In the later 1930s and early 1940s, Lindbergh became a controversial, and finally a highly unpopular, figure due to his pro-German views, support of isolationism and his flirtation with anti-Semitism. 

But that was all in the future in 1927 and perhaps it's best to end by honoring the magnitude of his accomplishments which Bryson does well:


Maintaining your bearings by means of dead reckoning means taking close note of compass headings, speed of travel, time elapsed since the last calculation, and any deviations from the prescribed route induced by drifting.  Some measure of the difficulty is shown by the fact that the Byrd expedition the following month - despite having a dedicated navigator and radio operator, as well as pilot and copilot - missed their expected landfall by two hundred miles, were often only vaguely aware of where they were, and mistook a lighthouse on the Normandy coast for the lights of Paris [and they crash landed on a Normandy beach].  Lindbergh by contrast hit all his targets exactly - Nova Scotia, Newfoundland, the Dingle Peninsula in Ireland, Cap de la Hague in France, Le Bourget in Paris - and did so while making calculations on his lap while flying an unstable plane.

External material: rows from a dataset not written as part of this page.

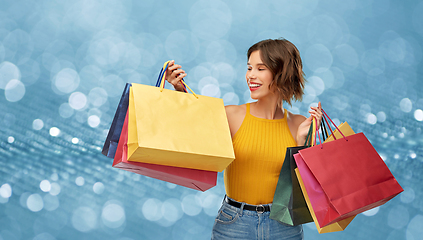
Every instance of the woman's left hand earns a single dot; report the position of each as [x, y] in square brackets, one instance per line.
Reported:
[315, 112]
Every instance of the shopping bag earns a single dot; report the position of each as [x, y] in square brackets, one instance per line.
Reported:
[348, 176]
[191, 178]
[178, 129]
[337, 226]
[288, 204]
[334, 227]
[112, 139]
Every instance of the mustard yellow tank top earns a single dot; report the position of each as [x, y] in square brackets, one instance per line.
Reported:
[260, 147]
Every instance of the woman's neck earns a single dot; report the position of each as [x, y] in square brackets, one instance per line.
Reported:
[267, 108]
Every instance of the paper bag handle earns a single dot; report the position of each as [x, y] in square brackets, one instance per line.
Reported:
[161, 80]
[316, 128]
[324, 113]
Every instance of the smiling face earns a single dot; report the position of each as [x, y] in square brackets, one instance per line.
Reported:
[258, 77]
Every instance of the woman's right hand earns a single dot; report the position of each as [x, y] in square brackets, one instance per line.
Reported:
[174, 75]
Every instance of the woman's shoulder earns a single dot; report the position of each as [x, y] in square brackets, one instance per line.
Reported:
[236, 109]
[296, 119]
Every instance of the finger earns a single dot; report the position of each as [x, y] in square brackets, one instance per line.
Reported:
[174, 67]
[178, 72]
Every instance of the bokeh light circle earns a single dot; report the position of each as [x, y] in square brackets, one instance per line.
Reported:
[14, 90]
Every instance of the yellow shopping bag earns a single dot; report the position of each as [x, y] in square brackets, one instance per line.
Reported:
[178, 129]
[337, 226]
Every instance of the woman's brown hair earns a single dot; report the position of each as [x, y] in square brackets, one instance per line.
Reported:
[283, 59]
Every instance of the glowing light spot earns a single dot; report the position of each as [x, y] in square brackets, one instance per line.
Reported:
[191, 205]
[151, 209]
[182, 45]
[51, 202]
[170, 185]
[371, 119]
[54, 177]
[381, 117]
[211, 90]
[35, 202]
[408, 195]
[97, 96]
[8, 72]
[67, 80]
[65, 110]
[55, 189]
[398, 217]
[37, 124]
[45, 186]
[210, 21]
[171, 210]
[93, 121]
[318, 84]
[80, 181]
[6, 191]
[14, 90]
[77, 100]
[98, 188]
[418, 115]
[318, 58]
[406, 105]
[113, 214]
[54, 131]
[413, 155]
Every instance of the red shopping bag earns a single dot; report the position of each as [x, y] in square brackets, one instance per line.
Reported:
[191, 178]
[345, 177]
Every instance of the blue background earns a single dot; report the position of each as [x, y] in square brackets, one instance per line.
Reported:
[63, 66]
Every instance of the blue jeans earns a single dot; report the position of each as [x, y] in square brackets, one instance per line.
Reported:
[237, 223]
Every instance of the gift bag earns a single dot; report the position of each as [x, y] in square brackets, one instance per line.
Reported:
[334, 227]
[337, 226]
[178, 129]
[288, 204]
[348, 176]
[110, 145]
[191, 178]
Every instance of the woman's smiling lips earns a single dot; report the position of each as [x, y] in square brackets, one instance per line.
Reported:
[254, 86]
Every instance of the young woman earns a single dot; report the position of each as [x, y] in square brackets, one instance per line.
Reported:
[261, 131]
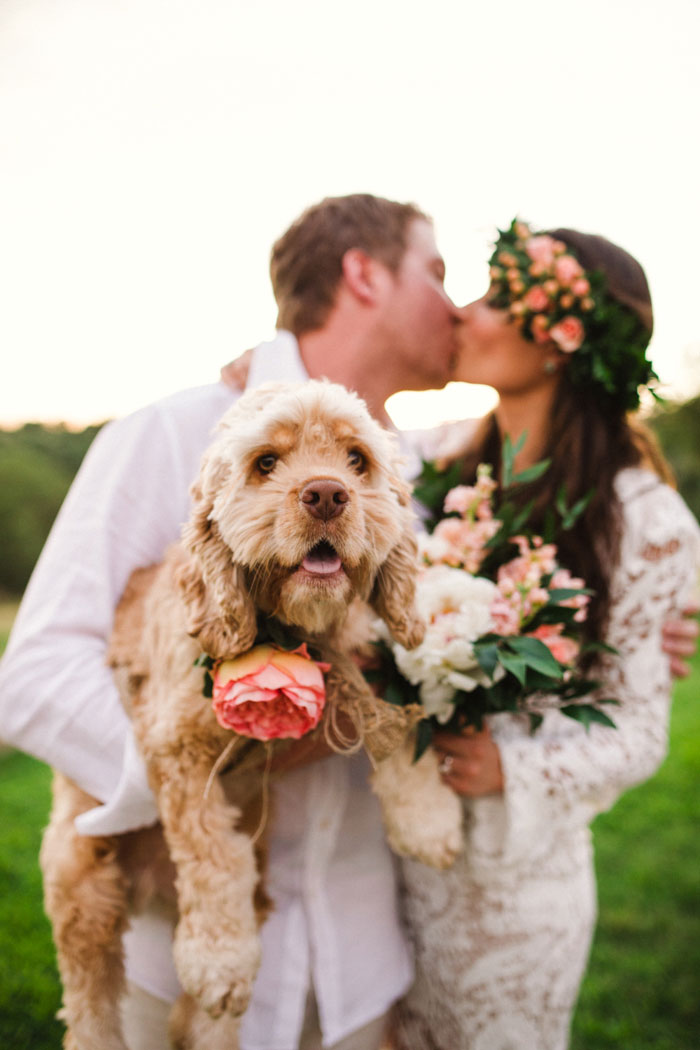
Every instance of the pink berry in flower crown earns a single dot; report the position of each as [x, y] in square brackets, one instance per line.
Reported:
[567, 269]
[536, 299]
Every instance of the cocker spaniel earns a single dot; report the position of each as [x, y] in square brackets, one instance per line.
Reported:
[299, 513]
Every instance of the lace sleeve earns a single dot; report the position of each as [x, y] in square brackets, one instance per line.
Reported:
[563, 775]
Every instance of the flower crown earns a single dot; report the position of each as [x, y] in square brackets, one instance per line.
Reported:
[547, 292]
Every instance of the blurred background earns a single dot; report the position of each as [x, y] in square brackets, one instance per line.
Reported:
[150, 153]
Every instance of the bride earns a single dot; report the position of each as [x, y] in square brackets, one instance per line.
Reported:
[502, 940]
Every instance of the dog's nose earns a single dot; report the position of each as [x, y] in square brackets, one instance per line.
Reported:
[324, 499]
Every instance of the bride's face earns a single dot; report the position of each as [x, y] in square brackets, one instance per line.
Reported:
[492, 351]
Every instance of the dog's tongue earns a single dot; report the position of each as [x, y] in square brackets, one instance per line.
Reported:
[322, 560]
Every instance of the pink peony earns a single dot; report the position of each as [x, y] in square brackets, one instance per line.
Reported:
[536, 299]
[563, 649]
[541, 249]
[567, 269]
[568, 334]
[269, 693]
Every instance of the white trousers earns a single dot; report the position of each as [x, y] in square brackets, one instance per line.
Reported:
[145, 1021]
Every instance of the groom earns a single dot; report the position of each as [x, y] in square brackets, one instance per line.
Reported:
[359, 287]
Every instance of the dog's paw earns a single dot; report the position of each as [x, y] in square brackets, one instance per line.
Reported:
[436, 840]
[217, 972]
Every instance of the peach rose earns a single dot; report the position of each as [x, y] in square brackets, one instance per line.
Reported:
[568, 334]
[269, 693]
[563, 649]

That achievement alone makes him unquestionably a candidate for greatest pilot of his age, if not all ages.  He was the only pilot that year to land where he said he would.  All the other flights that summer - and there were many - either failed, made forced landings on water, or came down without knowing where they were.  He seemed to think that flying to Le Bourget was the most normal thing in the world.  For him, in fact, it was.